In the Tester class you can use an appropriate threshold to get the approximate matching strings.
public class StringUtils {
public static int LevenshteinDistance(String source, String target) {
// d[i,j] will hold the Levenshtein distance between
// the 1st i characters of s & the 1st j characters of t;
// note that d has (m+1) x (n+1) values
int m = source.length(), n = target.length();
int[][] d = new int[m][n];
char[] s = source.toLowerCase().toCharArray();
char[] t = target.toLowerCase().toCharArray();
for (int i = 0; i < m; i++) {
d[i][0] = i; // any 1st string to an empty 2nd string
}
for (int j = 0; j < n; j++) {
d[0][j] = j; // any 2nd string to an empty 1st string
}
for (int j = 1; j < n; j++) {
for (int i = 1; i < m; i++) {
if (s[i] == t[j]) {
d[i][j] = d[i - 1][j - 1]; // no operation
} else {
//minimum of DELETION, INSERTION, SUBSTITUTION (each costs 1)

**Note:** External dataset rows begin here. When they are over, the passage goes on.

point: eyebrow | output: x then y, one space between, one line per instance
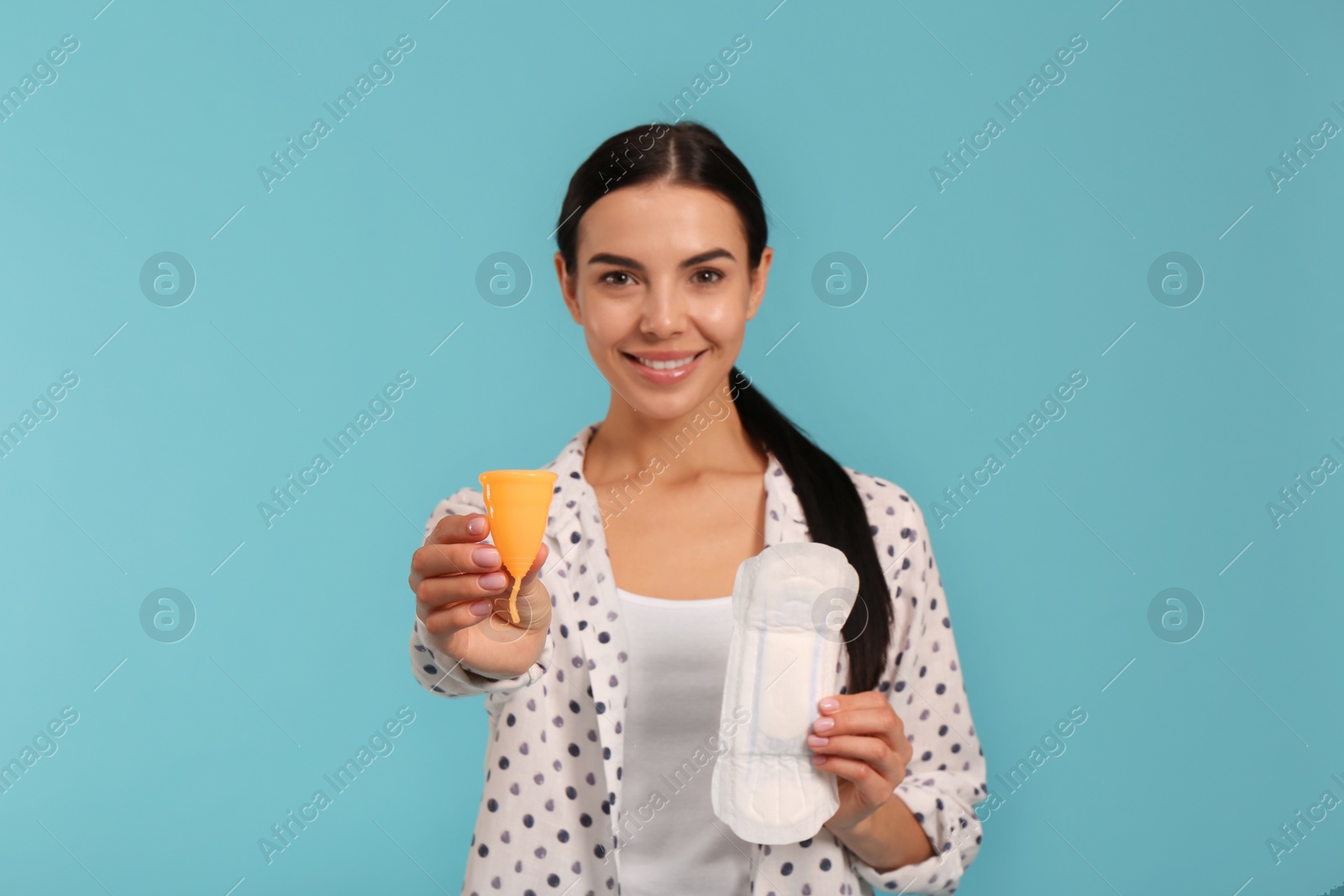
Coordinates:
629 262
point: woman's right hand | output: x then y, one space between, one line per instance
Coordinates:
461 600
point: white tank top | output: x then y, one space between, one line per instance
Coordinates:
671 840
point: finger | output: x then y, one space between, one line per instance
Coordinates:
873 788
460 527
882 721
444 590
454 618
846 701
869 750
452 559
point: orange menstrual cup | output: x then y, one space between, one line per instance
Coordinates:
517 504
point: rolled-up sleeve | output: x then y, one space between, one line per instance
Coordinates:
443 674
945 778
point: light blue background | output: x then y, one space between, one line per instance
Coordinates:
1027 266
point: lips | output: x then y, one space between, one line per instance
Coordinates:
672 367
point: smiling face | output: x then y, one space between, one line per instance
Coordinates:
663 275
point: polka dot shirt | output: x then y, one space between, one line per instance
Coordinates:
548 822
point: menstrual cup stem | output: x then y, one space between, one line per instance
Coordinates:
512 602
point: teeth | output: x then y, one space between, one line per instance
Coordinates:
665 365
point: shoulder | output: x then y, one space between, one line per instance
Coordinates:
884 497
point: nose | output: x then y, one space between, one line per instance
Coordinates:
663 311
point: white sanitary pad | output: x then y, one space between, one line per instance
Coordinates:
788 606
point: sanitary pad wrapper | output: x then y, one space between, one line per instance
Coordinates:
788 606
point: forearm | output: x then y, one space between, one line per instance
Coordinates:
889 839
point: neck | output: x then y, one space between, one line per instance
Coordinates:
710 437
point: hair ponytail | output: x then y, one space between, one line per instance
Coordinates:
835 516
690 154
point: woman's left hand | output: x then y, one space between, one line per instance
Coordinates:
862 741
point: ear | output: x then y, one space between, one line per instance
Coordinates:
759 281
568 291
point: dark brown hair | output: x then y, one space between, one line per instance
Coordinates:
691 155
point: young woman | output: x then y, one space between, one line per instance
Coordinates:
604 699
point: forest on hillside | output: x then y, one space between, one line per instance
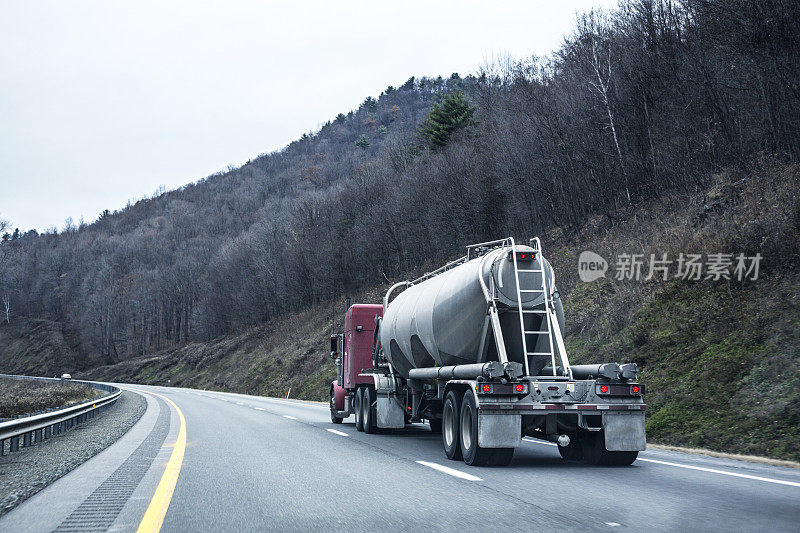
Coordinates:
654 97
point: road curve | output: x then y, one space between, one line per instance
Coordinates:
253 463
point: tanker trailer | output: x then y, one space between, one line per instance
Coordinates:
476 349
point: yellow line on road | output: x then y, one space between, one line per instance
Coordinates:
157 510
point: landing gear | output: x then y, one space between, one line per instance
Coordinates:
369 416
357 401
335 419
573 450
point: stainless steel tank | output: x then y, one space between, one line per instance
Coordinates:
441 320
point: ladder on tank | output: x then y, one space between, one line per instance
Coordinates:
551 320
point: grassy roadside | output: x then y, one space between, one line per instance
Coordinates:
23 397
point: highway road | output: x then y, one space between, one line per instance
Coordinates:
210 461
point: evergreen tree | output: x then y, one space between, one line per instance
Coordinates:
453 112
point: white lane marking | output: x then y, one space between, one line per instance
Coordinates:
537 441
448 470
723 472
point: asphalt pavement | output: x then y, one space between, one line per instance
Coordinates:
256 464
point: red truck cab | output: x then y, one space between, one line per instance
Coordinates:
352 351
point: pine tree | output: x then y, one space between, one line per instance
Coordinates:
453 112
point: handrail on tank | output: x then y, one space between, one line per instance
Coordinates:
496 244
439 270
391 289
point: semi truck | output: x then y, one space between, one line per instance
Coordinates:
476 350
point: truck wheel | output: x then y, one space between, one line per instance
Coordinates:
452 408
370 414
357 401
473 454
335 419
594 450
572 451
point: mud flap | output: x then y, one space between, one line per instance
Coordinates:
624 431
499 431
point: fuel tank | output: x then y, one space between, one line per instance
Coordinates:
441 320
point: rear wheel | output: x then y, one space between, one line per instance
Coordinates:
369 416
452 407
357 401
335 419
473 454
594 450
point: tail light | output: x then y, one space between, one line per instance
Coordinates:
634 389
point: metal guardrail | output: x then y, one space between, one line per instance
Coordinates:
36 428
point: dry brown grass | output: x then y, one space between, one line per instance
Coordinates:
22 397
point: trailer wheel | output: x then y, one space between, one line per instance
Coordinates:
473 454
449 423
594 450
357 401
370 414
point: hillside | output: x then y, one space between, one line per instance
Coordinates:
660 127
637 103
721 359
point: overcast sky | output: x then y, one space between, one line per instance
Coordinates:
105 101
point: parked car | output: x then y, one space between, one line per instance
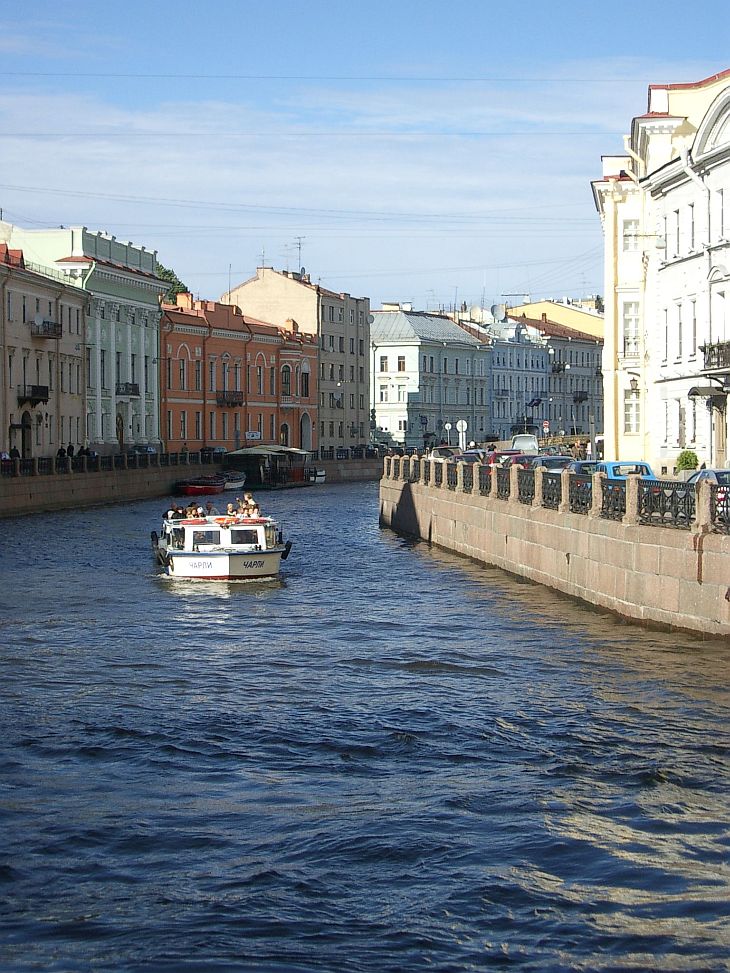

d[i][j] = Math.min(d[i - 1][j] + 1, Math.min(d[i][j - 1] + 1, d[i - 1][j - 1] + 1));
}
}
}
return d[m - 1][n - 1];
}
}
public class Tester {
public static void main(String[] args) {
List<String> suggestionList = new ArrayList<String>();
List<String> sourceList = new ArrayList<String>();
sourceList.add("abc");
sourceList.add("abcefg");
sourceList.add("abcfgh");
sourceList.add("abcdhfgi");
sourceList.add("abcd ghi");
sourceList.add("abcdefgh");
for (String s : sourceList) {
int editCost = StringUtils.LevenshteinDistance(s,"abcdefgh");
if (editCost <= 3) {
suggestionList.add(editCost + s);
}
}
//Sort, best match first
Collections.sort(suggestionList);
int count = 0;
for (String s : suggestionList) {
System.out.println(s);
}
}
}
Guess the output...